Sderot Mayor Alon Davidi was delighted at the news that Ayalim would be building a village in the heart of his city.
“Both in vision and in spirit, the establishment of a student village is great news for the city,” he said. “This is the first step in our strategic plan to transform Sderot into a student city as well as providing solutions for affordable accommodation to our young people, and of course to hundreds of students who study in Sapir College.”
In addition to subsidized housing in the village, each resident of the village will receive a full scholarship to Sapir College. In return, students are expected to give back 500 hours annually to the local community. This includes volunteering with Sderot’s youths, both in conjunction with the city’s school system and within the framework of informal education. As with all the other student villages built by Ayalim, the Sderot village will have a family center connected to it that will host local events and social activities. Lauer said that “charity begets more charity,” and in her experience, the buck never stops with just the 500 mandatory hours.
“What you’ll find is that [Ayalim’s] residents will keep on volunteering in projects of their own initiative,” she said.
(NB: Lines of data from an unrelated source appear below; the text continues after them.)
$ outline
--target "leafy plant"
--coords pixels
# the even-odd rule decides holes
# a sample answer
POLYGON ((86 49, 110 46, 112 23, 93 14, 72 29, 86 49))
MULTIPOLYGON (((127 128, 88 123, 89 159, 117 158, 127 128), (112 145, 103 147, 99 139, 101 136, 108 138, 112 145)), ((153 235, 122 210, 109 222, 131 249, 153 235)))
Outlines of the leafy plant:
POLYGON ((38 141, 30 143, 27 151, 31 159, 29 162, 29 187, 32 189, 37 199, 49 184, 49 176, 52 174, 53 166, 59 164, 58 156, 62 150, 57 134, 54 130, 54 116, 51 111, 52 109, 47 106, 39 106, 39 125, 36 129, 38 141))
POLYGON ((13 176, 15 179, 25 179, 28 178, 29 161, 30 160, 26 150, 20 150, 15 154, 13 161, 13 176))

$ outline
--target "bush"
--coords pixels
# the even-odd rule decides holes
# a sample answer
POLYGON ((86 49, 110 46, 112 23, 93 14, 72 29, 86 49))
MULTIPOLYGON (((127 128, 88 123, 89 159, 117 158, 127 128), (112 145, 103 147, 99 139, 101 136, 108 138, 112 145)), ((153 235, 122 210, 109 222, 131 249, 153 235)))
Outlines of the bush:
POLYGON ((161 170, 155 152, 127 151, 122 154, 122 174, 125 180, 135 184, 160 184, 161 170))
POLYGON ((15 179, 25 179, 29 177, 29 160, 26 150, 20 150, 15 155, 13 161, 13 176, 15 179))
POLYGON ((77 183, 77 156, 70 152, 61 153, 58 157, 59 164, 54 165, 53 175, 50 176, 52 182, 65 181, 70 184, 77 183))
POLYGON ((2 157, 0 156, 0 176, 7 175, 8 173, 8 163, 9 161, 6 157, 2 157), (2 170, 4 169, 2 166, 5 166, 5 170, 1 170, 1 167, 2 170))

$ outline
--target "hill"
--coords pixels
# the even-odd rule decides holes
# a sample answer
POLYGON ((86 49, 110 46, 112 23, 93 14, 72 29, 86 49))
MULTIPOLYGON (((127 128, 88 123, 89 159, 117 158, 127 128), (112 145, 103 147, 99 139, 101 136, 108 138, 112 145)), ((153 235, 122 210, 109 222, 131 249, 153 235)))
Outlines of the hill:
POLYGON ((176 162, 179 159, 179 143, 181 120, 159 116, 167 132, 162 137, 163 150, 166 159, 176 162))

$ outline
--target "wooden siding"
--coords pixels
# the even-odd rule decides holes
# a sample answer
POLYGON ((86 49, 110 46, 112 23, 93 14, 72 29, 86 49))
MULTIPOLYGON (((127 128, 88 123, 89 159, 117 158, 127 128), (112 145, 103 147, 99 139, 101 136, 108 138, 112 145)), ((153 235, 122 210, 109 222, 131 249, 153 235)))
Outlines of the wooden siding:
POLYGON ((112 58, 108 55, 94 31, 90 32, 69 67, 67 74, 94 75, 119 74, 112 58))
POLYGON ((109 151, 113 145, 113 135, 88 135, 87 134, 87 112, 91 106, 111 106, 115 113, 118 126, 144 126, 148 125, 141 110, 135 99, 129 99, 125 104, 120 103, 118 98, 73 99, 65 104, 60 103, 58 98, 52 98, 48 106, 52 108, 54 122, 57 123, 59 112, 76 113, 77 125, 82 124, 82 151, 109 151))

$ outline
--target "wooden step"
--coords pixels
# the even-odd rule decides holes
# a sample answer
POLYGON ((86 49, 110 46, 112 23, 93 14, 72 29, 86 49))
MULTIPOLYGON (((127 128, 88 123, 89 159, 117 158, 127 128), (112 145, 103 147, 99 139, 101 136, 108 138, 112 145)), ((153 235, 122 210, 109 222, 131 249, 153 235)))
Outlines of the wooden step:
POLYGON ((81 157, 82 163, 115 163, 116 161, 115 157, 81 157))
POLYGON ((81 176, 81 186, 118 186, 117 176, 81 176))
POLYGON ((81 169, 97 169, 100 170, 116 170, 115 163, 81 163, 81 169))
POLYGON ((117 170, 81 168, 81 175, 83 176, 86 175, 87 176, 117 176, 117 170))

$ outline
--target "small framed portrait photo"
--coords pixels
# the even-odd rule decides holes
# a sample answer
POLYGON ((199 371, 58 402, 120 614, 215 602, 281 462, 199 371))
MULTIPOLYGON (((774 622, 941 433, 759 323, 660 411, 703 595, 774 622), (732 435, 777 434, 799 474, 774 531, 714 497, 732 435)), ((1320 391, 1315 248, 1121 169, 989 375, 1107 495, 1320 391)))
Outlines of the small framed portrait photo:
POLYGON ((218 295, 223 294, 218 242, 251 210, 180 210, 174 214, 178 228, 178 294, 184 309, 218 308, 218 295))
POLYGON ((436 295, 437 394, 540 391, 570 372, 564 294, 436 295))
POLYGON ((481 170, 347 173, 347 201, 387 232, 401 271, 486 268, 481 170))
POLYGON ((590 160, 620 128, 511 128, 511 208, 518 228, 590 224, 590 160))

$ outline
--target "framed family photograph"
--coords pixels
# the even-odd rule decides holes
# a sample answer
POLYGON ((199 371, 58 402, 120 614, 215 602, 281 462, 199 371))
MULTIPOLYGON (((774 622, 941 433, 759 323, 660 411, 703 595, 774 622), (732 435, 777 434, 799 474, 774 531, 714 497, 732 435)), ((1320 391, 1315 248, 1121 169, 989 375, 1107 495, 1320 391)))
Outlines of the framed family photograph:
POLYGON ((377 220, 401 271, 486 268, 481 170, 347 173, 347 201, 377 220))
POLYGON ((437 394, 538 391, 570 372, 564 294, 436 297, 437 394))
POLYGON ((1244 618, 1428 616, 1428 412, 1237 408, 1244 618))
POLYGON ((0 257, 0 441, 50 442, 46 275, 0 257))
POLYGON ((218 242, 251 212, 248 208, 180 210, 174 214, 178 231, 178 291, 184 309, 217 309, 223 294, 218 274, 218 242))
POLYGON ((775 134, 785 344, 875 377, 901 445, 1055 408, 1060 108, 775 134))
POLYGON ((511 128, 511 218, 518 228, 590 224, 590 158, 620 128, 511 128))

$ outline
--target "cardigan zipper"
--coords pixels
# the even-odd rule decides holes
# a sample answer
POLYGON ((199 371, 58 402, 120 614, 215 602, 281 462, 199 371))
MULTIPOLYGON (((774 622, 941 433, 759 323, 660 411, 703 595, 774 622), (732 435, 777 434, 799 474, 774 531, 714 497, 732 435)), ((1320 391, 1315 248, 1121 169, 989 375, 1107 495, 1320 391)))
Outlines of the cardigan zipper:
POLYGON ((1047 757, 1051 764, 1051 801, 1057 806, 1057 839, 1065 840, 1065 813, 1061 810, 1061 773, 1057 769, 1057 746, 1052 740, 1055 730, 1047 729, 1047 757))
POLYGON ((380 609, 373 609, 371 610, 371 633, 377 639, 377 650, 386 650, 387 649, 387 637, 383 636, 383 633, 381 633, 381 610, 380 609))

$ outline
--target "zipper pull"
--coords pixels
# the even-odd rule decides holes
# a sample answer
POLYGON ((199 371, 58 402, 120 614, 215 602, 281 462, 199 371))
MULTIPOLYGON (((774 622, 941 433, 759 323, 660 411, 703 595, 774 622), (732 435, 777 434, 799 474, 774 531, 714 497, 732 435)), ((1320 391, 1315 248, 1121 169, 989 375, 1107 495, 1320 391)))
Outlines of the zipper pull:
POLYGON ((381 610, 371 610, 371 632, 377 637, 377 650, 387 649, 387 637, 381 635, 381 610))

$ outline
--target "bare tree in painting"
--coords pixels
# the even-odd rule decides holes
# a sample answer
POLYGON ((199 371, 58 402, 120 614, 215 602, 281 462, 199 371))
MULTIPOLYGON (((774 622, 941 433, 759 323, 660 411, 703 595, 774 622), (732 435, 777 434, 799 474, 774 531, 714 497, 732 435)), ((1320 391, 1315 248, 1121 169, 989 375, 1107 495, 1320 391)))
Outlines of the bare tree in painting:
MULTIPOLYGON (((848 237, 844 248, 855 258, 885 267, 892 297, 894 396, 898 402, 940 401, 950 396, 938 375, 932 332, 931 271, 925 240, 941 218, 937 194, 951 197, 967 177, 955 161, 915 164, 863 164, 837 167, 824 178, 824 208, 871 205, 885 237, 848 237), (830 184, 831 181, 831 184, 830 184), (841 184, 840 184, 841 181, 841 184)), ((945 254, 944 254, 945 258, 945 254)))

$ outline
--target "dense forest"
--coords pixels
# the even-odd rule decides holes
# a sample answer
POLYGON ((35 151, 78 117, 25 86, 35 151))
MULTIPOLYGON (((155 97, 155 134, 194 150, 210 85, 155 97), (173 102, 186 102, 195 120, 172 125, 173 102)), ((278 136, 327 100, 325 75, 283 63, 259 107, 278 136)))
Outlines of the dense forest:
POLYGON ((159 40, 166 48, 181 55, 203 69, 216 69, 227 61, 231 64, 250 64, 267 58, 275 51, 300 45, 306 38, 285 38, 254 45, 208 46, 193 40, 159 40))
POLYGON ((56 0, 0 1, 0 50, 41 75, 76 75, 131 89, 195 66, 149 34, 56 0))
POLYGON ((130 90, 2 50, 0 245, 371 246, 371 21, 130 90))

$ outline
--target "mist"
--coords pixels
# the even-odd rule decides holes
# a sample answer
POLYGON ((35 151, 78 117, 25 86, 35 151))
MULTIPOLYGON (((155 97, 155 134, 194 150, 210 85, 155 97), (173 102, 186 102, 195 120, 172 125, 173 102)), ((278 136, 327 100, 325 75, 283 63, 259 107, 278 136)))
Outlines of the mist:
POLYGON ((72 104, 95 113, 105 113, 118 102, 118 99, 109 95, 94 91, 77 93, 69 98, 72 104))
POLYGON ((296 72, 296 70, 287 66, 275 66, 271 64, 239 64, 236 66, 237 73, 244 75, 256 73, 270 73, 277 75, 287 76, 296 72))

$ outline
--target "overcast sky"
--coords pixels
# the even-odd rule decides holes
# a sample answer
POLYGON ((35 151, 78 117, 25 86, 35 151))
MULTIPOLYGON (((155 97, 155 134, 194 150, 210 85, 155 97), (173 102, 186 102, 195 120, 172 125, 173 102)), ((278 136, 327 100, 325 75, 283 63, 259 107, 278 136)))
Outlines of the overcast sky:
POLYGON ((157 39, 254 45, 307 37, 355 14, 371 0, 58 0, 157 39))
Rubin explained that there is a problem with the Sderot’s branding in that young people simply aren’t enticed by the town’s image as a desperate, rocket-strewn wasteland. But over the years, Ayalim has gained a reputation for spearheading change.
“If anyone can change Sderot’s image, its Ayalim students,” said Rubin. “We also want to show that violence won’t prevent Israelis from living near the border. On the contrary, if anything, violence just spurs us on to build and develop more fiercely than ever. As the new pioneers of Israel, Ayalim’s young people are what today’s Zionism is all about. Making a difference to their own lives and the lives of those around them through social welfare.”
Indeed, Kiryat Shmona Mayor Rabbi Nissim Malka was so impressed by the impact that Ayalim’s student village has had on his city that he actually put forward a proposal to change the name of one of the city’s streets to “Ayalim St.” He said he wanted to show gratitude to Ayalim for “changing the face of the city, both in terms of education and providing solutions to the other needs of the community.” Ultimately, Ayalim politely declined the street-naming gesture, explaining that its aim was “to be a seamless part” of the city, not to manage it.
What happens once Ayalim students graduate? Do they abandon their city? While Lauer won’t claim that the students will all stick around in Sderot, she does think a large number will end up settling in the surrounding villages. While the student village may be a transient population that changes every few years, Ayalim has other projects to encourage young people to put down roots in Israel’s periphery. One such initiative is “Garin,” an affordable housing project for Ayalim’s married alumni as well as other young people looking to find cheaper accommodation in return for giving back to the community.
“At the end of the day, young and active spirits contribute a great deal,” said Lauer. “And the idea is that not everyone has to live in Tel Aviv and work in hi-tech. Ayalim shows that it is possible to live more modestly, but with cause and purpose.”